As for Lola: When it came time to select a middle school, she took the admissions test for Lab and listed it as her first choice, despite my telling her that in my view, the school is too rigidly focused on academics and assigns too much homework. Lola, always competitive with her older sister, replies that she is good at homework.

She’s going to need to be. She was accepted at Lab.

Friday

Lola is sleeping over at a friend’s house. Esmee hasn’t started her weekend homework yet. Instead, she’s watching episodes of Portlandia on her computer. The weekend homework includes another 15 algebra equations, studying for a Spanish test on Monday, and, of course, more Angela’s Ashes. She also has an algebra midterm on Tuesday. I tell Esmee that this seems strange—didn’t she just have an algebra midterm? She says that in her class, they have more than one midterm every term.

My wife and I decide to go out to dinner, and on our way up Hudson Street, we run into another couple we are close friends with. This couple’s oldest daughter also goes to Lab. She’s at home doing homework.

We stand on the sidewalk for a few minutes, chatting. The husband is smoking a joint, and he hands it over. I haven’t smoked in a few months, but it’s Friday night and I’ve been doing homework all week. I take a few tokes. We part ways, and my wife and I go to a Japanese restaurant, where, as soon as I am seated, I regret smoking. It’s going to be hell trying to do algebra tonight with the head I have on right now.

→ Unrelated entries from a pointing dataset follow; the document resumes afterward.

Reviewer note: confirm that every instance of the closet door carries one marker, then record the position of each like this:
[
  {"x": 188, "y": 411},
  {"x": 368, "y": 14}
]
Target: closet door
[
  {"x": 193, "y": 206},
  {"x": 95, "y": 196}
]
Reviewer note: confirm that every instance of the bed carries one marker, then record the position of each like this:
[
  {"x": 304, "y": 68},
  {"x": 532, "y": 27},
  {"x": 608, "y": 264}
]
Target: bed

Nonetheless, when I’m home, I sit at the dining table and attempt to work my way through the polynomial worksheet. I am immediately lost in all the 2x(–3y5+ 3x2)6s. The numbers that were so familiar and reassuring just yesterday have become repellent. I realize, sitting there, failing to solve my algebra homework, that I have inadvertently yet perfectly re-created my own eighth-grade homework conditions: getting stoned, attempting math, and failing at it.

I consider my daughter, who to my knowledge has never smoked marijuana. That’s a good thing, I think in my hazy state. I wouldn’t wish this condition—attempting algebra when high—on anyone.

One of the reasons I believe my daughter hasn’t yet tried marijuana is because she simply doesn’t have the time.

I decide to give up on algebra for the night. It’s only Friday, and I have until Monday to finish my homework.